This study looks at fire growth in a furnished compartment intended to mimic a living room where a couch, either with or without a barrier fabric, served as the primary fuel load. The experiments were designed to quantify the effect of barrier fabrics on the fire hazard (e.g., tenability conditions, heat release rate, time to flashover and smoke generation) of residential upholstered furniture (RUF) ignited by a flaming-ignition source and to validate the failure mechanisms of barrier fabrics previously observed in chair mock-up experiments.
Three commercially available couches compliant with California Technical Bulletin TB-117 were procured. The couches were identical except for the type of cover fabric: two couches used a cotton blend cover and one used a thermoplastic polyester cover. One of the two couches with the cotton blend cover fabric was modified by adding a barrier fabric as a liner between the cover fabric and the couch padding material. The barrier contained only intrinsically fire-resistant fibers without additional, chemically active fire retardants. Three fire tests, one per couch type, were conducted. A throw pillow on the arm of the couch, ignited with a propane flame, acted as an ignition source. Measurements included heat release rate, gas species (O2,CO, CO2), video, heat flux and temperature.
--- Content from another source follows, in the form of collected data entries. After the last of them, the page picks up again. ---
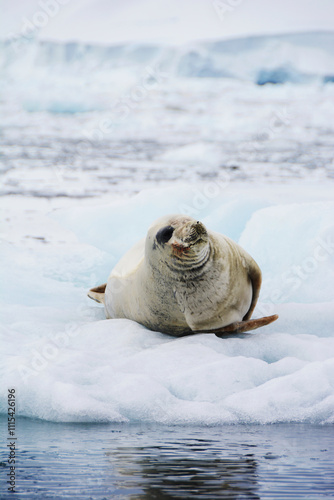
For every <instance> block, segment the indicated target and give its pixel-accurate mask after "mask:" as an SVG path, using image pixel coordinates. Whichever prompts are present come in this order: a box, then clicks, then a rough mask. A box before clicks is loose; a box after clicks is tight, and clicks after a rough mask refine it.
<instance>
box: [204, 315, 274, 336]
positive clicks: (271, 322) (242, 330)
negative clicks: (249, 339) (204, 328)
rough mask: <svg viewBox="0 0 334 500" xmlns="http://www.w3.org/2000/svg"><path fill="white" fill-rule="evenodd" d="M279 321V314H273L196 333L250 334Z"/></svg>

Spreadsheets containing the data from the experiments can be downloaded from the links provided below. Information about the instrumentation layout including sensor types and uncertainties can be found in the test report.
Additional data and video related to the Heat Release Rate measurement can be found in the NIST Fire Calorimetry Database (FCD).
The timeline below provides a graphical overview of the three compartment fire experiments placed within the context of typical fire department response times in urban, suburban and rural area of the United States. The graphic suggests that first responders will not be able to intervene before flashover when a couch without barrier fabric is involved in the compartment fire (Test 1 and Test 3) even in urban areas; however, first responders will most likely be able to intervene and prevent flashover when a barrier fabric is adopted in the couch (Test 2) in urban, suburban, and rural areas. Flashover prevention is critical because it can stop fire spread to adjacent rooms and buildings, where the majority of fire deaths occur.